Developed surveillance

The ministry has also developed surveillance, laboratory, and management guidelines with technical teams to coordinate the response. She said this will mitigate any adverse effects of the outbreak if it is imported into the country.

Further, the ministry has cautioned Kenyans to exercise high levels of hygiene since the virus can also be spread through physical contact with an infected person.

The measure comes in response to recent outbreaks of Mpox in the Democratic Republic of Congo, which is currently recording the biggest outbreak of the viral Mpox disease ever recorded, with tens of thousands of people infected as of June.

According to Africa Centre for Disease Control and Prevention data, about 8,479 cases and 401 deaths from Mpox have been recorded since January 2024.  Out of these, 97 per cent of the cases were reported in DRC, now considered a hotspot.
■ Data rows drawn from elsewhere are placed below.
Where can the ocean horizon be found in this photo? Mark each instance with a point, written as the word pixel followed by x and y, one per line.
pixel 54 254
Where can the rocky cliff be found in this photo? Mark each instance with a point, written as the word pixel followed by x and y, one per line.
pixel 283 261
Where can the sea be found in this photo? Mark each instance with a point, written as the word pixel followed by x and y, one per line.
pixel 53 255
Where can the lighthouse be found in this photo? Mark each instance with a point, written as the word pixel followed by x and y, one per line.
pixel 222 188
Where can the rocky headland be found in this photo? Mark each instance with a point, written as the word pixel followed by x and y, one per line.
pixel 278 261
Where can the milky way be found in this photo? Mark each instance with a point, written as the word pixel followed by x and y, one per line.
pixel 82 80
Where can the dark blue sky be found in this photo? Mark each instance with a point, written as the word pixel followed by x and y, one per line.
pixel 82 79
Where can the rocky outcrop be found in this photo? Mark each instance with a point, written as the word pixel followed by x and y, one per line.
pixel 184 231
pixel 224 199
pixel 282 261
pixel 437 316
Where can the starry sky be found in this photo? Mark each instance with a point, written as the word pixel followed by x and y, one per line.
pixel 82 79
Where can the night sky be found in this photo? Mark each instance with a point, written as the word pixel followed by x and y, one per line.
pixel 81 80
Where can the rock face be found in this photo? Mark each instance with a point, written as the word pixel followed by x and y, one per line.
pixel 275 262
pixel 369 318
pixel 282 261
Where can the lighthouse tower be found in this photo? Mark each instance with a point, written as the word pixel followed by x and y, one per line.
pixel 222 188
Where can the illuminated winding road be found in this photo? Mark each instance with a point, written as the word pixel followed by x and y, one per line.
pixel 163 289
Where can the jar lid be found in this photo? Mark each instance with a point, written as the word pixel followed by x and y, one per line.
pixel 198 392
The DRC government declared Mpox an epidemic in December 2022. It has since spread to 22 out of 26 provinces, including Kinshasa.

According to the World Health Organisation numbers, more than 21,000 cases and more than 1,000 deaths were reported in 2022. In 2023, a total of 14,626 cases and 654 deaths were recorded. Most of those infected are children under the age of five.
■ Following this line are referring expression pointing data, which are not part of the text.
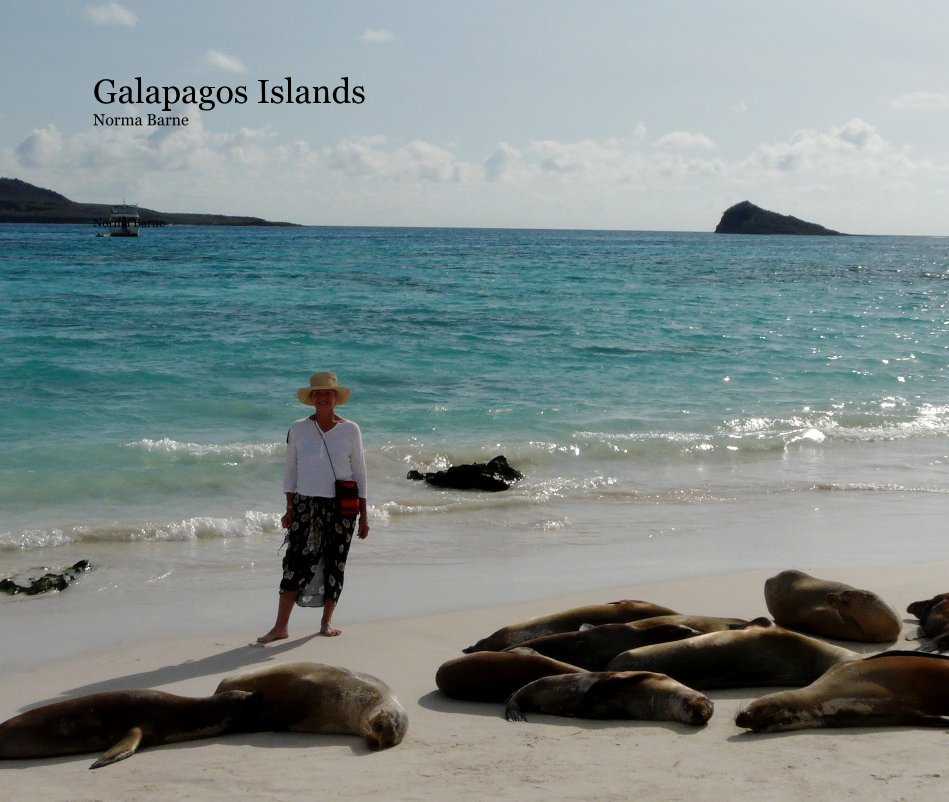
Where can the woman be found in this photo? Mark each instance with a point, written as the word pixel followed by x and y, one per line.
pixel 321 448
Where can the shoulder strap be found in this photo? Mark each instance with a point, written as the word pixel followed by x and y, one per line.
pixel 326 447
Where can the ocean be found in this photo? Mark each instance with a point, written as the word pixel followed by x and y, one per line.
pixel 691 401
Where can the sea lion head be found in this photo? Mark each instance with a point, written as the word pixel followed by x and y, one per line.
pixel 386 725
pixel 774 713
pixel 695 710
pixel 684 704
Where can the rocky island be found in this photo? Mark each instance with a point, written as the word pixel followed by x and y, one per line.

Mpox is a zoonotic disease caused by the monkeypox virus. It can be transmitted from animals to humans and from human-to-human contact.
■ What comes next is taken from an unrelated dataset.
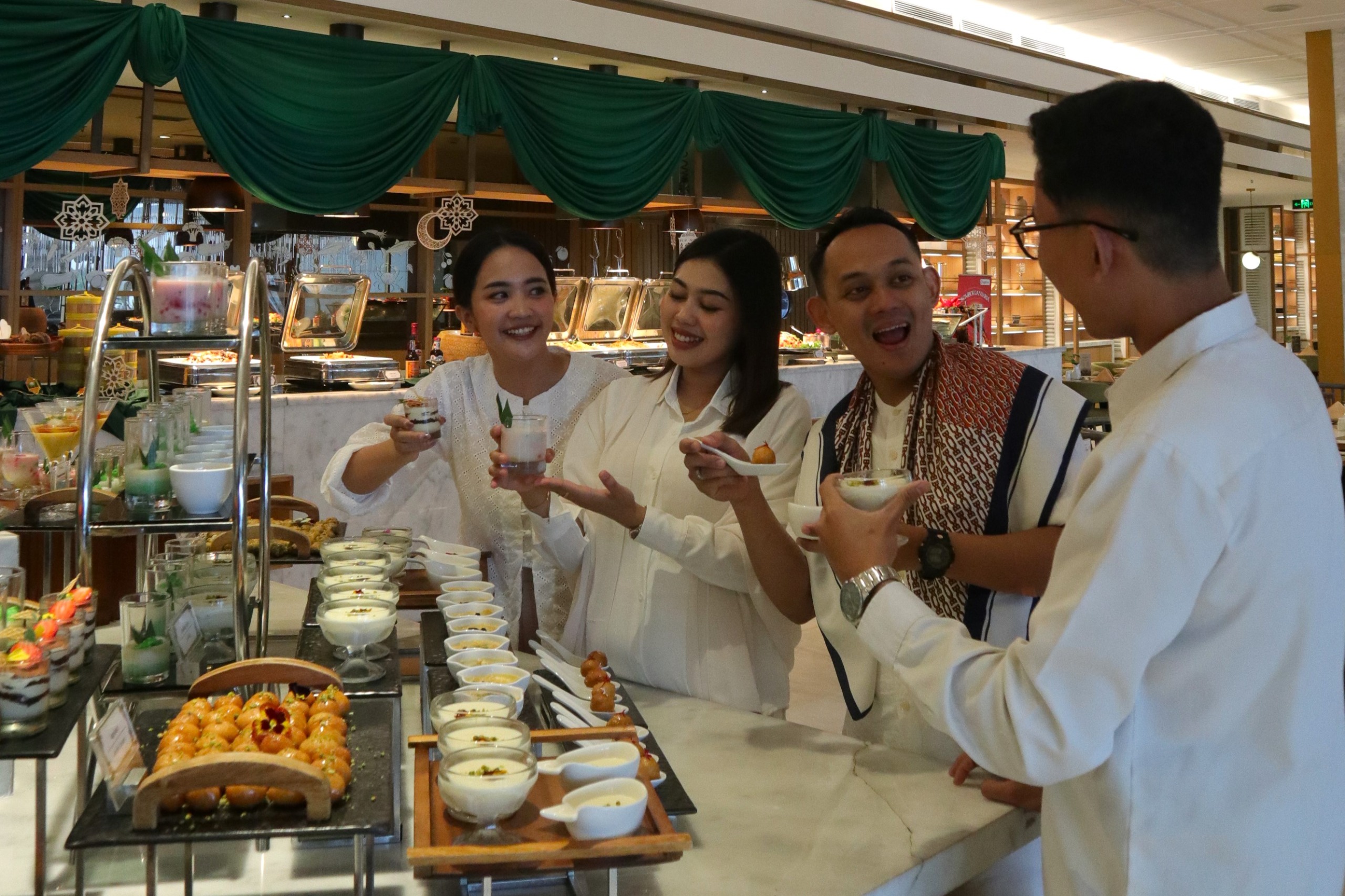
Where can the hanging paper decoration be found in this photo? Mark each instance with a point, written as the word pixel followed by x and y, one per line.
pixel 120 198
pixel 455 214
pixel 81 220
Although Mpox outbreaks are commonly reported in DRC, experts are now warning that the new strains could spread to other countries. The virus is grouped into two: the new strain, Clade 1, which is much more severe, and Clade 2, which is less deadly.

The current outbreak in DRC is said to be from a new variant of the virus. It poses a risk of spreading to several African countries.

The Eastern region shares borders with East African countries, including Rwanda, Uganda, Burundi, and Tanzania. Due to human traffic in and out of the borders, Kenya stands at a high risk of exposure to the virus.

Physical contact

So far, South Africa, Mozambique, Cameroon, Nigeria, Sudan, Ghana, Central Africa Republic, Egypt, Benin, Liberia and Morocco have reported cases.

Many African countries lack sufficient capacity to test the virus, which poses a larger threat because they also have limited surveillance and treatment capabilities. This was evident during the spread of Covid-19, when Kenya was caught flat-footed as the virus penetrated through the borders.

In as much as it later put stringent measures in place, the virus had already spread within the community.

Mpox is transmitted through physical contact with an infected person, contact or consuming infected animals. Using materials such as clothing, bedding, towels, and utensils that have not been well cleaned can cause contamination with the virus or even sexual contact.

The symptoms of Mpox include a rash, fever and swollen lymph nodes such as sore throat.

According to WHO, the virus has an incubation period of about 21 days.

The virus morphs into a rash; some become bigger scabs filled with infectious fluids. The lesions often appear on the face, arms and legs but due to the sexual mode of transmission, they have now morphed into the genital areas both male and female.

The Africa Center for Disease Control further urges those exposed to take the necessary health measures and seek healthcare.

“Avoid contact with wild or domestic animals, maintain high levels of hygiene such as washing hands with soap and water, suspected cases should be isolated, those who have tested positive for the virus should wear a surgical mask,” advises the Africa Center for Disease Control.

Healthcare workers have further been advised to dress well while attending to the infected and wash all contaminated surfaces and utensils with hot water, detergent, and disinfectant.

The World Health Organisation also recommends a Mpox vaccine. The virus that causes Mpox is related to the virus that causes smallpox, and the vaccine recommendation for Mpox is JYNNEOS, which is a 2-dose vaccine.

After the first dose, one waits four weeks (28 days) for the second dose, and after two weeks of taking the second dose, one is certain of maximum protection.

However, the WHO has stated that the lack of sufficient vaccines in African countries makes it difficult to control the virus, which is currently wreaking havoc in the DRC.